Although Amemiya initially considered the personal incidents occurring within his family should not be associated with his art practice, eventually, he reached the understanding that considering his family would lead to thinking of the “boundaries” and “universality” which is the theme of his works.

This exhibition titled “Phantom Manuscripts” will showcase six works including drawings and oil paintings as various “manuscripts” regarding his family, and his performances and projects.

We sincerely look forward to presenting Amemiya's exploration of his new theme, the “family,” which is a very personal yet the minimum unit in which the society is consisted of.


■Yosuke Amemiya “Phantom Manuscripts” Artist Statement

In response to the question “how should we build a relation with the world in this era, where we are given computers instead of ideology?,” the community of a family has the “force beyond reasonable judgement” which nations and class systems have lost. Thus, “in other words, one could say a family may become a political identity because it has this force.” (Hiroki Azuma, Genron 0: Kanko-kyaku no tetsugaku (The Philosophy of a Tourist), Chapter 5: Family, 2017)

While I was preparing for my exhibition and was thinking of creating new drawings that would become manuscripts of my performances, two of my family members came into the danger of death by different diseases last month, which gave me a huge shock. (The situation has settled down while I am writing this now.)

Although I thought of intaking this occurrence into my work, it was too personal to do so, and was also an incident that was mentally and physically too heavy for me. However, when looked from a more distanced point of view, I also noticed that similar occasions would be happening to people in turn, and that after all was not a rare event for humanity at all. It was quite a complex situation that I was put in.

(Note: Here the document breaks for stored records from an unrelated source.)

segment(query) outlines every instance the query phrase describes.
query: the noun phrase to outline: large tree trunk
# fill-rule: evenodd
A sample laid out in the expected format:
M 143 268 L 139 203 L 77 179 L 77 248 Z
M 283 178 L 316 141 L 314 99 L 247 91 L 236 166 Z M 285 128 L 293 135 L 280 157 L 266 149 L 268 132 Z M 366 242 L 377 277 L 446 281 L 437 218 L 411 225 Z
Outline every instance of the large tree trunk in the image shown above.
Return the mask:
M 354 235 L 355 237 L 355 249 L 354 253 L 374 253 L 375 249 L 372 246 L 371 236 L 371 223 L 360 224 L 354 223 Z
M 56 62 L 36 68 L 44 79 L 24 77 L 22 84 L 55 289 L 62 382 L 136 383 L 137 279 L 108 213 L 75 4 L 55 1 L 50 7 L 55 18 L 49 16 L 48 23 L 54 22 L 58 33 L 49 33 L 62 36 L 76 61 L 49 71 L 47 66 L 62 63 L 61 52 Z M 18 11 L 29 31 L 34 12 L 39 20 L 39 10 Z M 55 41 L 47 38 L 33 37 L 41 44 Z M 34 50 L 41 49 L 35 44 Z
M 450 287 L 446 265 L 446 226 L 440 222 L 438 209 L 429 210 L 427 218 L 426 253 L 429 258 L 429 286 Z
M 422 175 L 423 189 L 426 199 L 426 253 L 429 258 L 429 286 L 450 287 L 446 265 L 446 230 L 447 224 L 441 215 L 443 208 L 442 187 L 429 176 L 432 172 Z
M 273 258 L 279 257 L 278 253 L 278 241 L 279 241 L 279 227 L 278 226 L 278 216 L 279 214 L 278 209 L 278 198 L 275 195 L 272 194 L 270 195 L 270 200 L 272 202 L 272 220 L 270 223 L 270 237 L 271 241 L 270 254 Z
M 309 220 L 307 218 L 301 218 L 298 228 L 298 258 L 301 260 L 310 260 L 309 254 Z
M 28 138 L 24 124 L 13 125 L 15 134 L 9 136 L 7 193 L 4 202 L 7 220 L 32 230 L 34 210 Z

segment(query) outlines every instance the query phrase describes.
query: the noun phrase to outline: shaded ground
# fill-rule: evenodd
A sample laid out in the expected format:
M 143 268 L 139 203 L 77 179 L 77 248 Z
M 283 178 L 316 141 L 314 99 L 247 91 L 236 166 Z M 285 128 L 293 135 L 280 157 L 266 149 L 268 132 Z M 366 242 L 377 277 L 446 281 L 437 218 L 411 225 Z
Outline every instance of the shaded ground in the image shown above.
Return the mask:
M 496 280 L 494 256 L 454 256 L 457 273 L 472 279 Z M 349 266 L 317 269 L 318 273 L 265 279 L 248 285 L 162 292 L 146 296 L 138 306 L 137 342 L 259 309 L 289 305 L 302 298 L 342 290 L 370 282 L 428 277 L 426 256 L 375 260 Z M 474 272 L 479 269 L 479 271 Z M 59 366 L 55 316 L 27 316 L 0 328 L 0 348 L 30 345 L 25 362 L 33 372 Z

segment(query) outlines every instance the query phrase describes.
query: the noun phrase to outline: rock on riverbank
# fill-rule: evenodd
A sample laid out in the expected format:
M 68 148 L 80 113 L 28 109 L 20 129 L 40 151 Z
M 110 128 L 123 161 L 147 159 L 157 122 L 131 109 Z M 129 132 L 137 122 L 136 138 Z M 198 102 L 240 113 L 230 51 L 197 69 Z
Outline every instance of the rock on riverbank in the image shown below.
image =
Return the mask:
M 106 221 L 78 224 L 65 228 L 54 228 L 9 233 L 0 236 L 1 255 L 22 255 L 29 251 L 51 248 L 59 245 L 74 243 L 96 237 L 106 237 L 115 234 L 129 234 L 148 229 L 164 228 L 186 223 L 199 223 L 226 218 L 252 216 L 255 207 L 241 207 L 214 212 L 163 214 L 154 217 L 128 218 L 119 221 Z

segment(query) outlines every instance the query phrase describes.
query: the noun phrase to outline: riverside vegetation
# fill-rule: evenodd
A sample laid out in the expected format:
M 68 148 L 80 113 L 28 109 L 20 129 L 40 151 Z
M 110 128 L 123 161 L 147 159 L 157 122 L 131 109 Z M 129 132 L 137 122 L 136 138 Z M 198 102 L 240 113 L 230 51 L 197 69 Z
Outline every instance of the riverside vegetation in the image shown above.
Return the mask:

Eventually, it occurred to me that examining a “family” might have a close relationship with elements I had been practicing in my works, including “going back and forth boundaries” or “giving mass to matters in which do not have.” Cautiously, I started to handle these incidents in parallel to my work.

A unit of a family in the contemporary era in which the internet had spread everywhere is certainly a strange place where the living body and its mind intertwine with each other. Furthermore, people perform “themselves” to complete their everyday duty in the name of life. When thinking this way, I felt the “manuscripts” I had been drawing for my performances and projects towards the society seemed to occasionally have similarity with the practice of telling stories of my family.

I sensed that not only “manuscripts of my performances and projects” but also the “manuscripts of my family” would lead to the query of “where ‘I’ end; where ‘we’ begins and ends,” which I had always been questioning.

“Art” and the “family” may appear as incompatible existences, however, I felt that perhaps they both are both covered with a “translucent obscure film.” I thought this film may radiate philosophy, sociology, biology, and even quantum physics, just as seven-colored rays of light made visible by prism when I looked through it.